Work and Pensions Secretary Iain Duncan Smith is to make a speech today suggesting that the Channel 4 programme 'Benefits Street' has brought home the reality of life in some of Britain's inner cities to the wider public.
In a draft of the speech marking the tenth anniversay of his think tank the Centre for Social Justice, quoted in The Guardian, Smith said:
"With income inequality under Labour the worst for a generation, whilst the middle-class majority were aware of the problems in poor communities, they remained largely unaware of the true nature of life on some of our estates.
"We let these problems be ghettoised as though they were a different country. Even now, for the most part they remain out of sight – meaning people are shocked when they are confronted with a TV programme such as Benefits Street."
The residents of James Turner Street in Birmingham, the setting for the programme, have accused its makers of misleading them and telling them it was about community spirit, while the suggestion that nine out of ten residents are on benefits has been denied by researchers.
Labour MP, Dame Anne Begg, the chairwoman of the Commons work and pensions committee, told BBC Radio 4's Today programme that viewers were inevitably encouraged to see those on screen as typical of all claimants when they were anything but.
"What struck me is that it was called Benefits Street and then three-quarters or more of the programme actually followed one storyline which was about a petty criminal and shoplifter and how he lived on the proceeds of his crime, rather than the reality of what people face when they live on benefits.

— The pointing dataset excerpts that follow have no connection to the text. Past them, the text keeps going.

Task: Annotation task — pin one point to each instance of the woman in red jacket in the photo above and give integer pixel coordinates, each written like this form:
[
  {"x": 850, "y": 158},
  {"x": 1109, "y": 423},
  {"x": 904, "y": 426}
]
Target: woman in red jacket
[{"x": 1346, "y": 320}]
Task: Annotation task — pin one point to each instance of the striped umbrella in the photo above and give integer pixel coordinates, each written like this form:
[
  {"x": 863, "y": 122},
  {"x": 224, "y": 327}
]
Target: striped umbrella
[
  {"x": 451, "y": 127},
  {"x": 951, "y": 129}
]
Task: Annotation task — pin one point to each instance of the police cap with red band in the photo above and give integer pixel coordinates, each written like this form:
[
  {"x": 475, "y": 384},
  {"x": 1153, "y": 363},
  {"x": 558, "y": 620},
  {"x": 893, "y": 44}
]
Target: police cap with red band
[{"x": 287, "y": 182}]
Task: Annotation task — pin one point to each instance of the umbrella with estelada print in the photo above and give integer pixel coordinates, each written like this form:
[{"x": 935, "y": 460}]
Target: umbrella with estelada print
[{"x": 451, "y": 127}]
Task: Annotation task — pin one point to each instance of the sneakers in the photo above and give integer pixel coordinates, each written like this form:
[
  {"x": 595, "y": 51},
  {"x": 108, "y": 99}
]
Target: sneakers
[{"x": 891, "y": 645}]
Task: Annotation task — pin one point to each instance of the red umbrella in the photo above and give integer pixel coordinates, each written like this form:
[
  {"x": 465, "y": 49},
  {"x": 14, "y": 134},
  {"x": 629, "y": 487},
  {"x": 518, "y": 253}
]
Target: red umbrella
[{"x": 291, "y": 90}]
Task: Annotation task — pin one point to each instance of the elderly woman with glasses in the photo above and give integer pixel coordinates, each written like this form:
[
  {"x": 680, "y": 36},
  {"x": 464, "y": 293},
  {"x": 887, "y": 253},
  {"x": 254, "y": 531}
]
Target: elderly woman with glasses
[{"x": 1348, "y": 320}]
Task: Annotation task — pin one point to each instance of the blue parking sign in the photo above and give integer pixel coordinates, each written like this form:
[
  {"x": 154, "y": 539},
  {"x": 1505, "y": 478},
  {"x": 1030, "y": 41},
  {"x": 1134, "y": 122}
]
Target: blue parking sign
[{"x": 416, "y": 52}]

"Part of the problem of projecting the extreme cases is that people then extrapolate that and say that applies to everybody who is on benefits. There wasn't anybody who was a typical benefit claimant featured on the programme at all. There was a huge imbalance."
Smith appears to be encouraging this by suggesting that those shown are providing voters with a window on the world of benefits rather than distasteful entertainment.
The reforms he has promoted have hit trouble after trouble; his universal credit is years behind target and has lost millions of pounds, his core work programme and youth contract have failed to hit targets, and he has been criticised on three occasions for misleading the public.